About inefficacy: The members seemed to have led many major unions, nationally, and they also seemed to have done the Lord's work in helping Poland's Solidarity: Again, I would submit that Solidarity and the post-Communist Polish government may know more than you.
23:55, 18 August 2011 (UTC)~
You are using two logical fallacies - the argument from authority and the argument ad hominem. And doing "the Lord's work" is wacky. The rules of logic have equal application to social sciences. I see no evidence that these people made the same conclusions that you did, and in any case it would not be relevant to the discussion.
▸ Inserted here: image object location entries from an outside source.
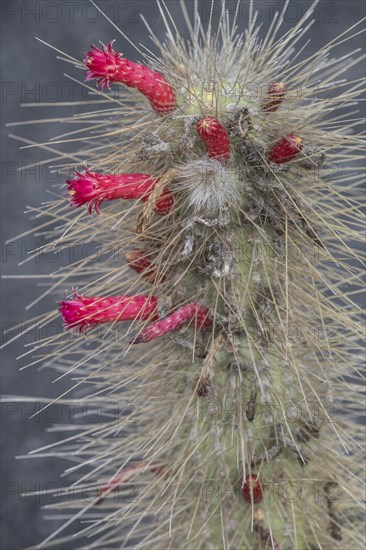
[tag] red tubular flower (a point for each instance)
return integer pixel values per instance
(84, 312)
(93, 188)
(107, 66)
(275, 94)
(126, 475)
(174, 322)
(285, 150)
(252, 489)
(215, 137)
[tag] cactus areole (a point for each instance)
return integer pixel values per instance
(209, 300)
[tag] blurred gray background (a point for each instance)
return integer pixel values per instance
(31, 74)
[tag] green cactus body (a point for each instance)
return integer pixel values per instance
(249, 239)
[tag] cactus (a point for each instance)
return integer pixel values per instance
(230, 321)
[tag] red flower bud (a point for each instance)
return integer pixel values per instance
(174, 322)
(215, 138)
(275, 94)
(107, 66)
(93, 188)
(285, 150)
(252, 489)
(84, 312)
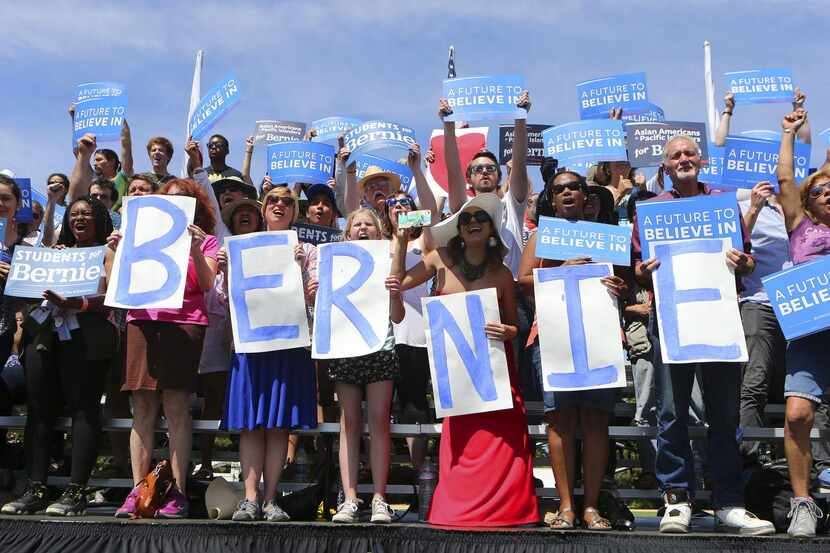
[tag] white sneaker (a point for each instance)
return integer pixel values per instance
(678, 513)
(347, 511)
(738, 519)
(382, 513)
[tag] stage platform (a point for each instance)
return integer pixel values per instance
(97, 534)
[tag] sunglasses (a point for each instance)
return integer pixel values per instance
(465, 217)
(484, 168)
(574, 186)
(287, 201)
(403, 202)
(817, 189)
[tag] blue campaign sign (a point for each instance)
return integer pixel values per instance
(748, 161)
(653, 113)
(563, 239)
(70, 272)
(380, 136)
(712, 171)
(213, 106)
(583, 142)
(598, 96)
(702, 216)
(800, 297)
(300, 162)
(761, 86)
(100, 109)
(365, 161)
(329, 128)
(24, 210)
(484, 98)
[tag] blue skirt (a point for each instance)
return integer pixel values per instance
(275, 389)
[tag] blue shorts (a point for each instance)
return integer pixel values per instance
(808, 367)
(602, 399)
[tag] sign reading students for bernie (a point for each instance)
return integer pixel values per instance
(558, 238)
(213, 106)
(315, 234)
(300, 162)
(329, 128)
(748, 161)
(583, 357)
(800, 297)
(697, 302)
(535, 143)
(469, 374)
(150, 265)
(646, 140)
(70, 272)
(484, 98)
(582, 142)
(365, 161)
(24, 210)
(378, 136)
(761, 86)
(271, 132)
(261, 274)
(701, 216)
(100, 109)
(598, 96)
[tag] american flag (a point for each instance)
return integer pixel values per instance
(451, 64)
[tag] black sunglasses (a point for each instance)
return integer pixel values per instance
(465, 217)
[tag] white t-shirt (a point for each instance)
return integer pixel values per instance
(410, 331)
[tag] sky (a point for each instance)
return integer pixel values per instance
(303, 60)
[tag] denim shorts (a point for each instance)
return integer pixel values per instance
(602, 399)
(808, 367)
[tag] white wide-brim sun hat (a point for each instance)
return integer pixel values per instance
(444, 231)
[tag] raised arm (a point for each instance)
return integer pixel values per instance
(789, 196)
(519, 183)
(725, 119)
(81, 178)
(457, 184)
(126, 149)
(246, 161)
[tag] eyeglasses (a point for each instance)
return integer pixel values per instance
(403, 202)
(574, 186)
(287, 201)
(465, 217)
(484, 168)
(817, 189)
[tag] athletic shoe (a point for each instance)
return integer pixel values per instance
(347, 511)
(128, 509)
(382, 513)
(32, 501)
(805, 515)
(175, 506)
(738, 519)
(678, 512)
(247, 511)
(71, 503)
(273, 512)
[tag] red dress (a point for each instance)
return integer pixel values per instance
(485, 472)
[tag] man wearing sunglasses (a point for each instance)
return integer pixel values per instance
(483, 175)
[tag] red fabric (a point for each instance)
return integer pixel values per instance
(485, 473)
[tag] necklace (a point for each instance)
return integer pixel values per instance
(471, 271)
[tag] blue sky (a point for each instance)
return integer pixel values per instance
(302, 60)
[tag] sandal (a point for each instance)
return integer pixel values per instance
(561, 522)
(597, 522)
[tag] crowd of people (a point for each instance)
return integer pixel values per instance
(149, 361)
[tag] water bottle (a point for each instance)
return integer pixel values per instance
(427, 480)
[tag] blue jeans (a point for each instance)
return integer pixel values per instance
(674, 465)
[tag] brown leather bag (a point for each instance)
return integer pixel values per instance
(153, 489)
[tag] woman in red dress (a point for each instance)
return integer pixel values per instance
(485, 463)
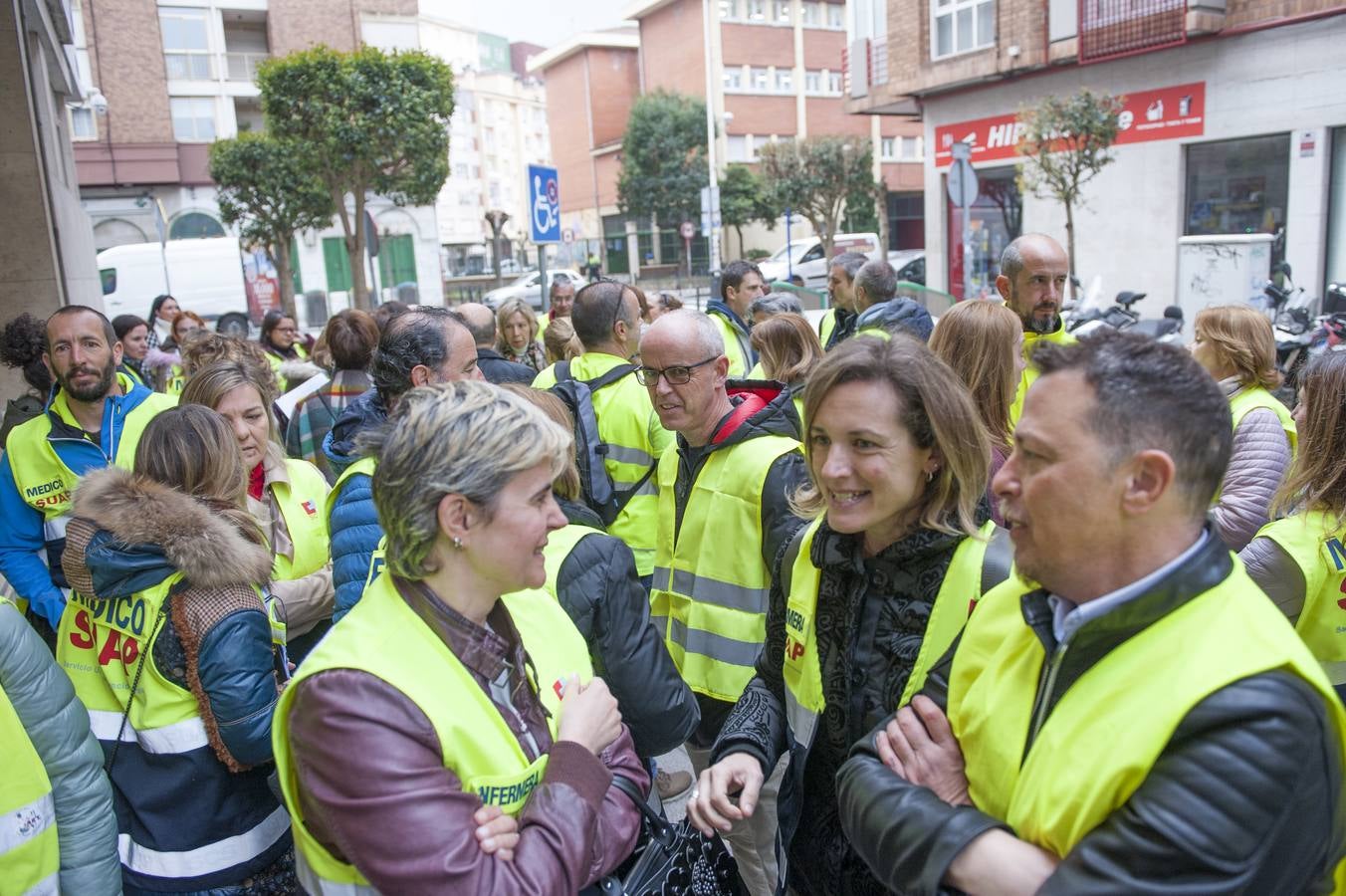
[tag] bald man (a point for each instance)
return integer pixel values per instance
(1032, 283)
(494, 366)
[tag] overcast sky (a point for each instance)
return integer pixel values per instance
(544, 22)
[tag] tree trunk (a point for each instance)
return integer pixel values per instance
(280, 257)
(355, 253)
(1070, 249)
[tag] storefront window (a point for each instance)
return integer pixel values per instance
(1337, 217)
(995, 218)
(1238, 186)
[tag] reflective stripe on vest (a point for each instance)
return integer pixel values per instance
(630, 428)
(710, 589)
(1314, 541)
(1252, 397)
(385, 638)
(1120, 713)
(298, 501)
(1029, 373)
(102, 644)
(30, 858)
(803, 696)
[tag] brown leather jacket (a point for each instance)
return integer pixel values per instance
(374, 789)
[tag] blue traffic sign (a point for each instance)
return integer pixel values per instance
(544, 203)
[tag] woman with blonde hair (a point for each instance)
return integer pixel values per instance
(983, 343)
(517, 339)
(864, 599)
(1299, 560)
(1235, 344)
(787, 351)
(457, 696)
(168, 647)
(286, 497)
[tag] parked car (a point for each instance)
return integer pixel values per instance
(530, 287)
(909, 264)
(803, 257)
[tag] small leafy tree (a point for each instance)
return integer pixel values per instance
(813, 178)
(267, 187)
(367, 122)
(1066, 141)
(743, 199)
(664, 159)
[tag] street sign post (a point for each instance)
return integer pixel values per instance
(544, 218)
(963, 192)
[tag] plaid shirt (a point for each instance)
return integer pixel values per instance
(318, 412)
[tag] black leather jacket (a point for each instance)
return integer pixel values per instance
(1246, 796)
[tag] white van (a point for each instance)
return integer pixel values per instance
(205, 276)
(803, 257)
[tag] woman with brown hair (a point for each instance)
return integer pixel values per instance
(863, 600)
(168, 647)
(517, 339)
(983, 343)
(1299, 560)
(286, 497)
(1235, 344)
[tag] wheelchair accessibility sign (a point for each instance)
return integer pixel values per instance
(544, 202)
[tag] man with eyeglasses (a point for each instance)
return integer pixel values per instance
(607, 321)
(723, 517)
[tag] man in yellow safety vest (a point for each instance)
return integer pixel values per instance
(1130, 711)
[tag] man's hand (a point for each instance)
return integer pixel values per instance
(920, 746)
(497, 833)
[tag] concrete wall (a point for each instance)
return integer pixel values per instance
(1266, 83)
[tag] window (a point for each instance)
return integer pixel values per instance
(962, 26)
(186, 43)
(83, 124)
(193, 118)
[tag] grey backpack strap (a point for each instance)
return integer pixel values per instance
(999, 559)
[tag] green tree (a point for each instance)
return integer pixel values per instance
(271, 192)
(366, 122)
(743, 199)
(664, 159)
(813, 178)
(1065, 142)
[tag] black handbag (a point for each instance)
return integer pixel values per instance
(672, 860)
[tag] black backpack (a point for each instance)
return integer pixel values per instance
(596, 486)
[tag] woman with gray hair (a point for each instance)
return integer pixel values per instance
(448, 736)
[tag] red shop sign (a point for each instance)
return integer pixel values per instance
(1146, 114)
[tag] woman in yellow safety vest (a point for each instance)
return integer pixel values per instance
(286, 495)
(167, 644)
(787, 351)
(457, 694)
(1300, 560)
(1235, 344)
(866, 597)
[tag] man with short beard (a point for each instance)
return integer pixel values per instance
(95, 418)
(1032, 283)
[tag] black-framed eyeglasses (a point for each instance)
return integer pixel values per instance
(676, 375)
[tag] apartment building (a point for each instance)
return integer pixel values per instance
(1234, 122)
(171, 77)
(775, 72)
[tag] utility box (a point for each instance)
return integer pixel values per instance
(1225, 269)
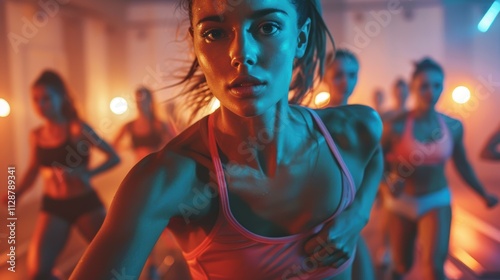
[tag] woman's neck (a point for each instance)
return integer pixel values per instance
(262, 142)
(425, 114)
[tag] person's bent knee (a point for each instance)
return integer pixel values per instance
(433, 270)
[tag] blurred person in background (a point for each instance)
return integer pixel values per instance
(420, 142)
(341, 76)
(148, 134)
(60, 151)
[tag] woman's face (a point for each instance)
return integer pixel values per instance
(427, 88)
(401, 93)
(342, 77)
(47, 102)
(247, 49)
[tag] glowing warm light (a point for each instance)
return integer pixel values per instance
(461, 95)
(215, 105)
(118, 105)
(322, 99)
(489, 17)
(4, 108)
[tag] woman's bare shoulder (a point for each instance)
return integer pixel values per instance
(353, 127)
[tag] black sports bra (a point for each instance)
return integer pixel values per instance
(66, 155)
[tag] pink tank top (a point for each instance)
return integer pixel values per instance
(416, 153)
(232, 252)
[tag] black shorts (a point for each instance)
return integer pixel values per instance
(71, 209)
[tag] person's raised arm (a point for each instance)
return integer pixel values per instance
(112, 158)
(344, 230)
(490, 150)
(119, 136)
(465, 169)
(148, 197)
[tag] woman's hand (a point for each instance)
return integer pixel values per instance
(336, 242)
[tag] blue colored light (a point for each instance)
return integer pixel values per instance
(489, 17)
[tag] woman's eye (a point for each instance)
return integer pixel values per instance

TFD (talk) 13:02, 19 August 2011 (UTC)
TFD, When you have a reliable source backing up your POV, put it on the discussion page of the article and we'll discuss something concrete.
It's a fact that SDUSA members did much (perhaps most) of the organizing for the AFL-CIO's support for Solidarity, which made a huge difference to Poland and the world. Your stating that they were ineffective is just baloney.  Kiefer.Wolfowitz 13:11, 19 August 2011 (UTC)
No one disputes that SDUSA members did things, some even served in the Reagan adminstration, but that is not the same thing as saying the party did anything. TFD (talk) 00:16, 20 August 2011 (UTC)
As I said, take it to the talk page of the article. If you can write something that improves the article, then I should be delighted.  Kiefer.Wolfowitz 19:06, 20 August 2011 (UTC)

DYK

Please check/verify the DYK nomination for Carl Gershman:

Thanks!  Kiefer.Wolfowitz 11:35, 17 August 2011 (UTC)

I do intend to do this (if someone else doesn't beat me to it). I've actually mostly finished the review, but I quit to cogitate on how the hook could be made to be punchier. (Also, it would be nice to know -- for the article -- what he did in Pittsburgh, but that may be too much to ask.) --Orlady (talk) 16:21, 22 August 2011 (UTC)
Hi Orlady!
Your review would be great!
I shortened my first version, in a gloomy funk about the lack of historical awareness of our audience. (Only a few hundred people looked at Tom Kahn's DYK ....) Gershman's personal papers lists publications, and many are in Pittsburgh newspapers. Finding more details might involve OR or involve primary sources about his life.
I think JSTOR had one mention of Gershman and VISTA, but I believe that it was a comment that Gershman had written criticism of SDS's version of community organizing (but I would bet only my lunch money and need high odds to accept a wager!).
I first suggested his YPSL activism in my first hook (on the article's talk page). However, I dropped this hook, given his tendency to keep distance between YPSL/SDUSA in his youth, in the last decades, per WP:BLP and DYK suggestions.